Upon further investigation we discovered a few critical issues:
- High load times on screens – the loading spinner was displayed on the screen way too long.
- The apps were poorly designed. It gave the impression that the service was cheap.
- Videos took too long to load – again, high-latency. The average viewer has about a 3-5 second threshold when it comes to waiting for videos to load.
- The content wasn’t organized logically. It appeared to be laid out on the screen randomly which made it difficult for viewers to connect with and find what they were looking for.
So while the company was capturing viewers with solid marketing, they would ultimately lose viewers to the competing service. Some of the concepts around the TV experience are sub-conscience, but many of them are right at the surface. These issues are unacceptable in 2018. If you launch an OTT service with any one of these issues, you run the risk of losing viewers forever.

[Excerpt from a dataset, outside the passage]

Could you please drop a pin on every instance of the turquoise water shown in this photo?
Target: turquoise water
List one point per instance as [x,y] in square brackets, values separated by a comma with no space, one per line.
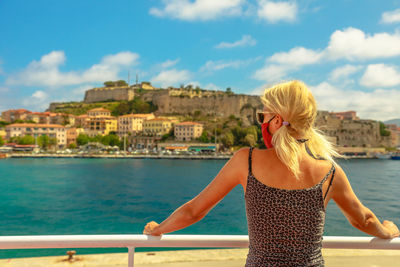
[118,196]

Pulling together all the necessary pieces required to deliver a Netflix-caliber experience to consumers is a not an easy task, but remember, it’s about understanding the fundamental principles and making small steps Why “Netflix-caliber”? Because that is what consumers expect. Netflix has created the gold-standard, TV service of the future.
Content is king, but technology is queen. Don’t underestimate the complexity of launching an OTT service. Question any vendor that attempts to simplify this to sell you into a packaged solution. Ask about customization — it may be OK now, but is the technology future-proof?
Media companies, broadcasters, publishers, or anyone that’s considering launching an OTT, direct-to-consumer service needs to ensure that the proper technology is in place before beginning. Once the service hits the market, it’s much harder to make the changes necessary to deliver the most effective service.